Briefkasten. © Daniela Ließ

7. Brief aus Nizhnij

Nach drei Monaten in Russland konnte ich vor kurzem wohl einen meiner bisher größten persönlichen Erfolge feiern: Ich war alleine auf dem Markt und in einem Geschäft ohne Selbstbedienung einkaufen. Für alle, die noch nie hier waren, klingt das vielleicht etwas verrückt, aber alle Russlandkenner wissen sicher, wovon ich rede.

Markt. © Daniela Ließ

Was man auf dem Markt und in solchen Läden nämlich vor allem braucht, sind gute Russischkenntnisse. Sonst bekommt man es noch mehr mit der Unfreundlichkeit der Verkäuferinnen zu tun als ohnehin schon. Auch an der Universität ist das Studium in der Fremdsprache für mich inzwischen selbstverständlich geworden und ich bewundere mit Erstaunen den Zuwachs meiner Mitschriften aus den Vorlesungen. Die Hefte meiner russischen Kommilitonen sind durch die inhaltlich umfangreichen Vorlesungen im Laufe des Semesters schon zu kleinen Büchern angewachsen. Wie zu meinen Grundschulzeiten legen die meisten Studentinnen hier bei ihren Mitschriften sehr viel Wert auf Schönschrift, Sauberkeit und die farbliche Gestaltung. Somit könnte man ihre Aufzeichnungen auch gewissenlos in die Bibliothek als Nachschlagewerke stellen.

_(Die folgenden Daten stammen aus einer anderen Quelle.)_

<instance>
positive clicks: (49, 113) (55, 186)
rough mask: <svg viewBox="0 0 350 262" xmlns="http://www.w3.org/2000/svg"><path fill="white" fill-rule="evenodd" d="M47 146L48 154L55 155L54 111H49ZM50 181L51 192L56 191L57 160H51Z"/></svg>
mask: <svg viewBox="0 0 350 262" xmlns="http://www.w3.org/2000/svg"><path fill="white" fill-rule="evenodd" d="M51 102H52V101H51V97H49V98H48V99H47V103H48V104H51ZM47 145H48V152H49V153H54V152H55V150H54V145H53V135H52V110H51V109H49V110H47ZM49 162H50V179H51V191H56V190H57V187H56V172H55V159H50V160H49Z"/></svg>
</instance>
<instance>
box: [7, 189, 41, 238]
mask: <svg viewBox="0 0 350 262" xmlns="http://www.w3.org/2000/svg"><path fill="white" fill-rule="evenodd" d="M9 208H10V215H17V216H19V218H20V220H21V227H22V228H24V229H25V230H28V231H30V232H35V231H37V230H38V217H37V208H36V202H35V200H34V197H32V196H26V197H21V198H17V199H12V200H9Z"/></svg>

Bibliothekskatalog © Daniela Ließ

Wie ich jedoch festgestellt habe, nutzen die russischen Studenten im Unterschied zu den deutschen die Bibliothek während des Semesters bedeutend weniger. Zum einen mag das vielleicht an der hier wenig geförderten Selbstständigkeit der Studierenden liegen. Ein weiterer Grund könnten aber auch die oft fehlende Zeit und Nerven für das unbequeme und aufwendige russische Bibliothekssystem sein. Ich war ehrlich gesagt etwas geschockt, als ich zum ersten Mal in einer öffentlichen Bibliothek war. Verwöhnt von den deutschen Zuständen, kostete mich hier ein Besuch der Bibliothek anfangs jedes Mal fast genauso viel Nerven wie eine Fahrt im öffentlichen Nahverkehr. Einen komfortablen computergestützten Medienkatalog gibt es nicht, sondern wie zu alten Zeiten muss man sich selbst durch Unmengen von kleinen Karteikärtchen wühlen. Diese verzeichnen den Bestand der Bibliothek und sind in raumfüllenden Schubladenkästen systematisch eingeordnet. Bis man gefunden hat, was man sucht, kann anfangs mehr als eine Stunde und dabei durchaus auch die Lust am Lesen vergehen.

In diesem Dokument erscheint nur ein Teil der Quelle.